‘Tar’ : Cate Blanchett vise directement son troisième Oscar


Il y a dans l’industrie hollywoodienne une dynamique de travail peu connue du grand public : il y a beaucoup plus de projets de films en développement qu’il n’en est finalement tourné. Un créateur peut parfaitement travailler à la préparation de quatre ou cinq productions consécutives sans qu’aucune d’entre elles ne voie finalement le jour, il peut travailler plusieurs années au cinéma et ne jamais sortir un film. Cela a été le cas avec Todd Field.

Après ses débuts acclamés en tant que réalisateur et scénariste avec ‘In the room’ (2001) et son prochain film remarqué, ‘Secret Games’ (2006), Field a disparu de la scène cinématographique comme Terrence Malick dans les années 80. Mais ce n’était pas pour manque d’envie ou d’idées. Field a eu pas moins de six projets de films annulés – dont une adaptation du chef-d’œuvre de Cormac McCarthy « Meridian of Blood » – et une série télévisée ambitieuse pour Showtime basée sur le roman « Purity » (Salamander, 2015) de Jonathan Franzen, avec Daniel Craig comme le protagoniste.

Cependant, la huitième fois était le charme. La production de ‘Tar’ s’est concrétisée. En grande partie grâce à la poussée en tant que productrice de Cate Blanchett, protagoniste absolue du film. En fait, Field a écrit le film pour elle, donc son tournage dépendait en grande partie de l’acceptation par l’actrice de rejoindre le projet. Blanchett, qui depuis ‘Carol’ (2015) n’avait pas eu un premier rôle de ce calibre (oui, à la télévision, dans l’excellent ‘Mrs. America’), a vu dans le personnage de ‘Tar’ l’occasion d’ajouter un nouveau triomphe à son enviable carrière. Et il ne s’est pas trompé.
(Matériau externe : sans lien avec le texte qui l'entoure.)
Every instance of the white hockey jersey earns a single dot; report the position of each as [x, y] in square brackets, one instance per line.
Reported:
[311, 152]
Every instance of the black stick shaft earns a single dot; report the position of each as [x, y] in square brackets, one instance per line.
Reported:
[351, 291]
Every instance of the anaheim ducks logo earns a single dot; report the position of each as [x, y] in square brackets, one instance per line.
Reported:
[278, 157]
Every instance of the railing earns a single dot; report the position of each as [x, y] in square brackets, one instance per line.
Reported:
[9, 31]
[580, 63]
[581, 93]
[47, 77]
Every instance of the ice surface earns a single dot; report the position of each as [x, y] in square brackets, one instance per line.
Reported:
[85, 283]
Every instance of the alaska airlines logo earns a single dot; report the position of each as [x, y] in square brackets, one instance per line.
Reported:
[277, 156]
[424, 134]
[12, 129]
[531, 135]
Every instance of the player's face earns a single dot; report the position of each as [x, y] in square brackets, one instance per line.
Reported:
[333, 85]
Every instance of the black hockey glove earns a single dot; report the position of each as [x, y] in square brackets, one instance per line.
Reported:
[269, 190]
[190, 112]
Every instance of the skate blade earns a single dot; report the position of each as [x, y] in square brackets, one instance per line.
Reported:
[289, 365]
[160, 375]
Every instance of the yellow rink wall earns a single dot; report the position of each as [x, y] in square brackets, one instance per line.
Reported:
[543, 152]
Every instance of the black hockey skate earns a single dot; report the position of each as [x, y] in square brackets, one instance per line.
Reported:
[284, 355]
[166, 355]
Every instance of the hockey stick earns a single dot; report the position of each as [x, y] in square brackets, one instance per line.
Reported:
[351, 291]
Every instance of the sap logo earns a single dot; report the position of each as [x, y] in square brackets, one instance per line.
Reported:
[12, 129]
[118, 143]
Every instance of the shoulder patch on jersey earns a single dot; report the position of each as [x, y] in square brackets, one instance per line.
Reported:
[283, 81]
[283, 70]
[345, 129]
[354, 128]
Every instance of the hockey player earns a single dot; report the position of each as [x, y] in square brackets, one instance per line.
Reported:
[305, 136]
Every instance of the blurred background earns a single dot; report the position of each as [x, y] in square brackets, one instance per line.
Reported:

Blanchett accumule les récompenses (Festival du film de Venise, Golden Globes) et les nominations pour sa performance impressionnante, étant la principale favorite pour remporter l’Oscar avec Michelle Yeoh pour « Tout à la fois et partout ». L’actrice australienne incarne Lydia Tar, une prestigieuse chef d’orchestre qui vit à Berlin avec sa femme et sa fille. Dans l’excellente première partie de ‘Tar’ (elle dure deux heures et demie), on la voit enseigner et préparer l’enregistrement en direct de la célèbre Symphonie n° 5 de Malher pour le film ‘Mort à Venise’.
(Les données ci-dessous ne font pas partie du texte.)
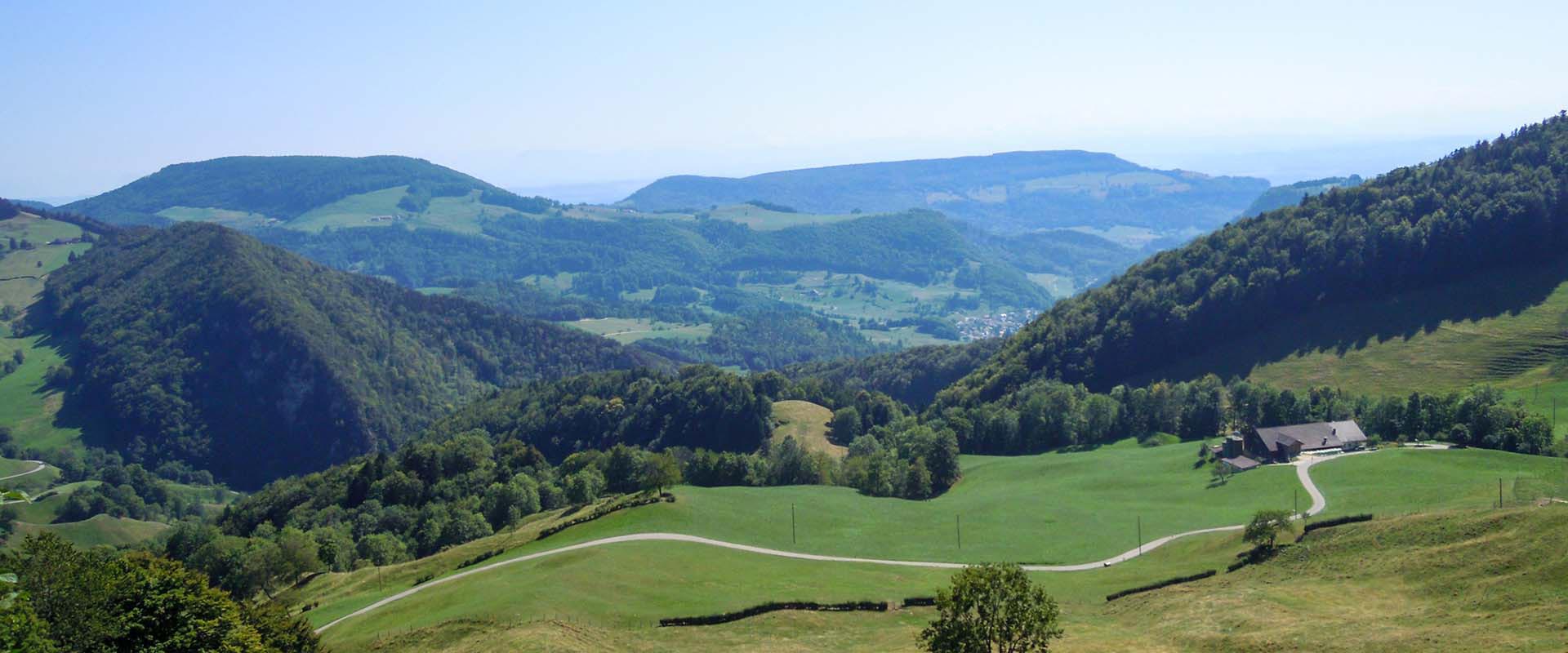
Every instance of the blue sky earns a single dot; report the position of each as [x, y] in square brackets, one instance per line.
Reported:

Field articule le récit de cette première heure à travers de longues séquences dialoguées, des conversations (le film débute par une interview de près de 20 minutes) sur la musique et la culture de l’annulation formellement et narrativement aussi risquées que fascinantes, avec une mise en scène énormément scène sobre et dialogues pleins d’érudition et d’amour pour la musique classique (Field a commencé sa carrière comme musicien). Ils servent également à caractériser le personnage de Blanchett, que nous considérons comme un artiste brillant mais très autoritaire, manipulateur et émotionnellement instable.
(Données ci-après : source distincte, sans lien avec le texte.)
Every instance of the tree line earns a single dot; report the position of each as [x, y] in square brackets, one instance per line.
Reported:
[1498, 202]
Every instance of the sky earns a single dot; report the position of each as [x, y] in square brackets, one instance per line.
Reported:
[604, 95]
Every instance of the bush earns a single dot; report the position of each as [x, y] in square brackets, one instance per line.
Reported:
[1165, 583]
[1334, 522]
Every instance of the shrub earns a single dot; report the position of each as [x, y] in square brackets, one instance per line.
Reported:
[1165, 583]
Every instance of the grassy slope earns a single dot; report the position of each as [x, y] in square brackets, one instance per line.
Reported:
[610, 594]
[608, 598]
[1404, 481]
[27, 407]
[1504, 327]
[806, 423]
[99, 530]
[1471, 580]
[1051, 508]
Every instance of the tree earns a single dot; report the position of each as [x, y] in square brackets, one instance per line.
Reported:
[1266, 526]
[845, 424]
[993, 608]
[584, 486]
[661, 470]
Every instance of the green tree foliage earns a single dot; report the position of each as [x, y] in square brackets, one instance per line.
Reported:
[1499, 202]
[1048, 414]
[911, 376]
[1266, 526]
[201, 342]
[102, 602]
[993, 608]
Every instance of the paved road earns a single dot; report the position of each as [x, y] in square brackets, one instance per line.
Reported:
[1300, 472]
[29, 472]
Cet « autre visage » de la personnalité du chef d’orchestre sera celui qui prévaudra dans la narration du reste du film. Une exploration psychologique, une descente aux enfers accompagnée d’un discours « #MeToo » sur les abus de pouvoir qui, bien que non dénué d’intérêt – notamment en raison de l’interprétation de Blanchett et de la magnifique utilisation dramatique et expressive de la bande originale de l’oscarisée Hildur Guðnadóttir – ne Ça ne marche pas aussi bien que le premier volet, le réalisateur ne trouvant jamais le bon équilibre entre le thriller psychologique, le drame conjugal (il faut voir à quel point la fabuleuse actrice allemande Nina Hoss est bourrée) et le film plainte. ‘Tar’ est en deçà de « Blanchett and little else » (ce qui suffirait), mais presque.